The committee will evaluate the involvement of live vertebrate animals as part of the scientific assessment according to the following criteria: (1) description of proposed procedures involving animals, including species, strains, ages, sex, and total number to be used; (2) justifications for the use of animals versus alternative models and for the appropriateness of the species proposed; (3) interventions to minimize discomfort, distress, pain and injury; and (4) justification for euthanasia method if NOT consistent with the AVMA Guidelines for the Euthanasia of Animals. Reviewers will assess the use of chimpanzees as they would any other application proposing the use of vertebrate animals. For additional information on review of the Vertebrate Animals section, please refer to the Worksheet for Review of the Vertebrate Animal Section.

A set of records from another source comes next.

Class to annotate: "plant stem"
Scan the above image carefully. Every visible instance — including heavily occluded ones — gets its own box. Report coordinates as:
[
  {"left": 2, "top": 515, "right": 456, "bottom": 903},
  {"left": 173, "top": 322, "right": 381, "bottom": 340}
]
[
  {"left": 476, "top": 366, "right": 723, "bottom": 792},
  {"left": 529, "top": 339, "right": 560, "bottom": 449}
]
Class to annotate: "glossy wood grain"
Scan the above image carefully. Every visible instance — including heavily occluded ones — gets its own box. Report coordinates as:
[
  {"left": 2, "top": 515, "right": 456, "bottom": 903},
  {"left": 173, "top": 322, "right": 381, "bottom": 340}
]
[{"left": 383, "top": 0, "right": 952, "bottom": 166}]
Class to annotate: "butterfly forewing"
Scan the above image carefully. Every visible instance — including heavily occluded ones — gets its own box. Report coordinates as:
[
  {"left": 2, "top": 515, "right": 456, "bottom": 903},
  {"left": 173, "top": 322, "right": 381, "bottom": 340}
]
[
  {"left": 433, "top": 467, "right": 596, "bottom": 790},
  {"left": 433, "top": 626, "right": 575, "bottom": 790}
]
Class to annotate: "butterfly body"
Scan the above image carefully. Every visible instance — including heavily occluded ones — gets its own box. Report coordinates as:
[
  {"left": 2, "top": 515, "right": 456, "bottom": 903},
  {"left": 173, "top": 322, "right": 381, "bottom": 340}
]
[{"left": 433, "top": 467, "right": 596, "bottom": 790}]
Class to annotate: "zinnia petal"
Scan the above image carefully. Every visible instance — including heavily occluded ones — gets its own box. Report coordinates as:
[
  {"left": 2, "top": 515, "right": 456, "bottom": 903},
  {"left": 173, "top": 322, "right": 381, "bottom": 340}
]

Reviewers will assess whether materials or procedures proposed are potentially hazardous to research personnel and/or the environment, and if needed, determine whether adequate protection is proposed.

For Resubmissions, the committee will evaluate the application as now presented, taking into consideration the responses to comments from the previous scientific review group and changes made to the project.

For Renewals, the committee will consider the progress made in the last funding period.

Suggestions for Renewal applications are included within each of the SPORE sections above. The main aspects to address include the following points:

• Has adequate progress been made in projects, Shared Resources Cores, the developmental programs, and Scientific Collaborations since the previous competitive review?
• Were the previous specific aims accomplished, and are the proposed research goals logical extensions of work during the current funding period?
• Has scientific collaboration occurred, as indicated by joint publications and new collaborative aims and/or projects?
• Were any significant changes to the SPORE during the current funding period, including the use of the SPORE flexibility option and any new directions proposed in the new funding period adequately explained?
• If discretionary funds were requested, has the disposition of these funds been adequately addressed?
• Has a translational project been completed and been moved forward on the translational/clinical developmental continuum to a later phase of product/intervention development?
• Is there adequate justification for adding new projects and/or deleting previous components?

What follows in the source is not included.